So, the IPD has achieve its aim of being granted chartered status by the Privy Council. From 1 July, it will become the CIPD and members will be able to bask in a reverence usually reserved for chartered accountants and surveyors. Members will be able to order new business cards boasting MCIPD instead of plain old MIPD, and they will have the satisfaction of knowing that – in the words of the institute – it is a testament to their high standards, professionalism, and commitment to continuing professional development.
The institute also believes "having chartered status will help attract even more professionals into membership. This in turn will help to increase the range of services available to members". But some in the industry would cast doubt on the validity of the first statement and the desirability of the second.
The last few years have witnessed rumblings of discontent from the training and development community. Some feel the IPD views them as second class HR citizens and many have questioned the reluctance of the IPD’s membership structure to recognise specialists on a par with generalists.
So it is not surprising someone has finally decided to take action. The fledgling Institute of Training and Occupational Learning (ITOL) was launched a few weeks ago from a grass-roots base consisting of a couple of dozen disenchanted professionals.

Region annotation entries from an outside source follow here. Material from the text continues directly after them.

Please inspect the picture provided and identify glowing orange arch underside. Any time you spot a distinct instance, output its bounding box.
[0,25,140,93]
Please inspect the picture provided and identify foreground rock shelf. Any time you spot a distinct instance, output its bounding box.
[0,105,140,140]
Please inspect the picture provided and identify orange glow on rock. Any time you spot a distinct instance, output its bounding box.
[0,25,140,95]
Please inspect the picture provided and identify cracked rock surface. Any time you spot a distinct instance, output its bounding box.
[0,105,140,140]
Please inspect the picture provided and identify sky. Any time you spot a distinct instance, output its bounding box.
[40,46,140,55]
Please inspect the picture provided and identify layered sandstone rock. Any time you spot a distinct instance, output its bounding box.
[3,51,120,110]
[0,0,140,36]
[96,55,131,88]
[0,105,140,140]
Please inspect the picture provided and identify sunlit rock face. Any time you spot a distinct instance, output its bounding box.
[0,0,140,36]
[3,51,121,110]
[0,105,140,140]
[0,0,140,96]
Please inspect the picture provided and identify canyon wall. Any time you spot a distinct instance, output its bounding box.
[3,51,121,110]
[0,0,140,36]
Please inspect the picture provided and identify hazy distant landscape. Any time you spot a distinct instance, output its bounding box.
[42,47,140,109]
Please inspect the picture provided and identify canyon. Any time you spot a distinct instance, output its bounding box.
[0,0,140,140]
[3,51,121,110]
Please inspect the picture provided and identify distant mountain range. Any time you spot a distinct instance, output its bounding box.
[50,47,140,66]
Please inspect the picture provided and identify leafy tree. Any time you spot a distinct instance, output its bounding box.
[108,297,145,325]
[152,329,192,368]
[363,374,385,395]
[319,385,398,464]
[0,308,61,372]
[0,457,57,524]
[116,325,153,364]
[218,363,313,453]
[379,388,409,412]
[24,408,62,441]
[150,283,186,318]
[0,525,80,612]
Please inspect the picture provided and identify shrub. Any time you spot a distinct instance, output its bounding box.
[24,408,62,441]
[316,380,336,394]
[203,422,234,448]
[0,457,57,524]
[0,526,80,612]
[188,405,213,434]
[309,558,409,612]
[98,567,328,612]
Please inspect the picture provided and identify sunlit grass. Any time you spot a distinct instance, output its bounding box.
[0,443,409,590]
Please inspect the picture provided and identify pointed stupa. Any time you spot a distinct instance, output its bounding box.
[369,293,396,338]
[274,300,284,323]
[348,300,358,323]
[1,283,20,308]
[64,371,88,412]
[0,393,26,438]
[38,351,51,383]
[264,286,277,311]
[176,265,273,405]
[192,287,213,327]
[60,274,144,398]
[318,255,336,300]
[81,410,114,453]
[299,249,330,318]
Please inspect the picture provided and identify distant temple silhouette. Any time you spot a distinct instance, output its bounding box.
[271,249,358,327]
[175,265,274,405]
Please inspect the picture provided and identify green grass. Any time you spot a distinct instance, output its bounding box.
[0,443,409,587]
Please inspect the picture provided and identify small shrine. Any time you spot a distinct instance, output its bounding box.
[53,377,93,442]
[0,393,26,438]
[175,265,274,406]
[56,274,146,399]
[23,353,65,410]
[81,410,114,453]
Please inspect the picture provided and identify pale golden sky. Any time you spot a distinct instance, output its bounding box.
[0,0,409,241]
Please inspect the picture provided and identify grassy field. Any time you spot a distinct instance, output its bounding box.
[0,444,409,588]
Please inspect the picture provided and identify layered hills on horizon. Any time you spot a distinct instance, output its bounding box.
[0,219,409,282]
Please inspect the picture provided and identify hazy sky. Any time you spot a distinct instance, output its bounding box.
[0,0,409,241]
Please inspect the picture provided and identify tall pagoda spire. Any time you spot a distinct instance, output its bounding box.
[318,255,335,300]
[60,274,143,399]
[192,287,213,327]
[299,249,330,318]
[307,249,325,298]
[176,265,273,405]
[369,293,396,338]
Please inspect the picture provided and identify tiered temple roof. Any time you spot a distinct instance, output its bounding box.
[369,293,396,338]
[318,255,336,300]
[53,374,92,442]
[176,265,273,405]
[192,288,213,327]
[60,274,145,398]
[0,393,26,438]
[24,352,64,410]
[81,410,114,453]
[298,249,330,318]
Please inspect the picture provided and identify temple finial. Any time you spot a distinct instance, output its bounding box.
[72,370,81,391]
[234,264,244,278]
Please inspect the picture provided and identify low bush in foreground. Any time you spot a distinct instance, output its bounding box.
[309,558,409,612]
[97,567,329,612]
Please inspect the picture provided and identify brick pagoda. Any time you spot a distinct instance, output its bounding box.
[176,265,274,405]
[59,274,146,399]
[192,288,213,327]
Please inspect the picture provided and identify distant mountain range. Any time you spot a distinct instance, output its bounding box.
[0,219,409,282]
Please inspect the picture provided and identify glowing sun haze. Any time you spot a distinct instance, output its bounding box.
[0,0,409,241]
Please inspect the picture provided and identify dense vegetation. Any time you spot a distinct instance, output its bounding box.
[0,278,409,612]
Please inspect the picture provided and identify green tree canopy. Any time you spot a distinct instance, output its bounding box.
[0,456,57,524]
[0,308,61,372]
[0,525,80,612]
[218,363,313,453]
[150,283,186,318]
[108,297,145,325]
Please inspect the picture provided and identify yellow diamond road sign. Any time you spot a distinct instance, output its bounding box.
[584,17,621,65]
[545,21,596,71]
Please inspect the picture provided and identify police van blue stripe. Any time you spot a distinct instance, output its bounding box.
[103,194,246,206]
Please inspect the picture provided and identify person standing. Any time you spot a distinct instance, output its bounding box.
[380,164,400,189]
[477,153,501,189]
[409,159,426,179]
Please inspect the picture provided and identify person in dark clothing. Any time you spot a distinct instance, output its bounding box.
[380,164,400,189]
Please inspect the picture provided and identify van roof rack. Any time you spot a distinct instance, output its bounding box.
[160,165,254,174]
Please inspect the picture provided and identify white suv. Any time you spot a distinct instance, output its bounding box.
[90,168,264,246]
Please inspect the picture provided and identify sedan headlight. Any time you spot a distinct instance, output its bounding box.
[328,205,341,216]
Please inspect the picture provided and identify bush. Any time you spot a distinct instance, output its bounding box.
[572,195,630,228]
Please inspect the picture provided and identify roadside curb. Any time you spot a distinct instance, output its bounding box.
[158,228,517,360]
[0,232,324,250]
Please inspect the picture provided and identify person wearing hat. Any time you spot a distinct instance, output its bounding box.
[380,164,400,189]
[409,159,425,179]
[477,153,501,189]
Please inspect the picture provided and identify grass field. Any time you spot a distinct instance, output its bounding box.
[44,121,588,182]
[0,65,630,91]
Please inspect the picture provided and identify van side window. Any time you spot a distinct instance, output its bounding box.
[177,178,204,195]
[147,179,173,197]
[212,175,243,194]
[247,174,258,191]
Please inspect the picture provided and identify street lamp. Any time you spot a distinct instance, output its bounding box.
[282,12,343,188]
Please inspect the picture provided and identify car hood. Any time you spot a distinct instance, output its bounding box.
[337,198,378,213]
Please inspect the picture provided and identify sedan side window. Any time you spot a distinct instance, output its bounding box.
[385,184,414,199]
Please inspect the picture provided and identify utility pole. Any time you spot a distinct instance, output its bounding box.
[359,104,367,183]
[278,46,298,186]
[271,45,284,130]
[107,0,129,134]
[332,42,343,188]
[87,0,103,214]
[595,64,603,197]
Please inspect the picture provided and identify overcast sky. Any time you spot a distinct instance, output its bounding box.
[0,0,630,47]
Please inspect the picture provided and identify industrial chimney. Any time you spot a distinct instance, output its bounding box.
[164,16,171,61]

The monolithic IPD is probably not shaking in its boots at this, but, as ITOL director Jeff Brooks outlines on page 9, the new body is trying to address many of the areas of dissent that T&D professionals have voiced about the IPD. For example, ITOL’s membership criteria aim to be rigorous while still being flexible enough to admit specialists. It is also proposing to establish new qualifications reminiscent of those of the old Institute of Training and Development. ITOL is also undertaking not to set itself up in competition with its own members by running commercial training courses. Interesting.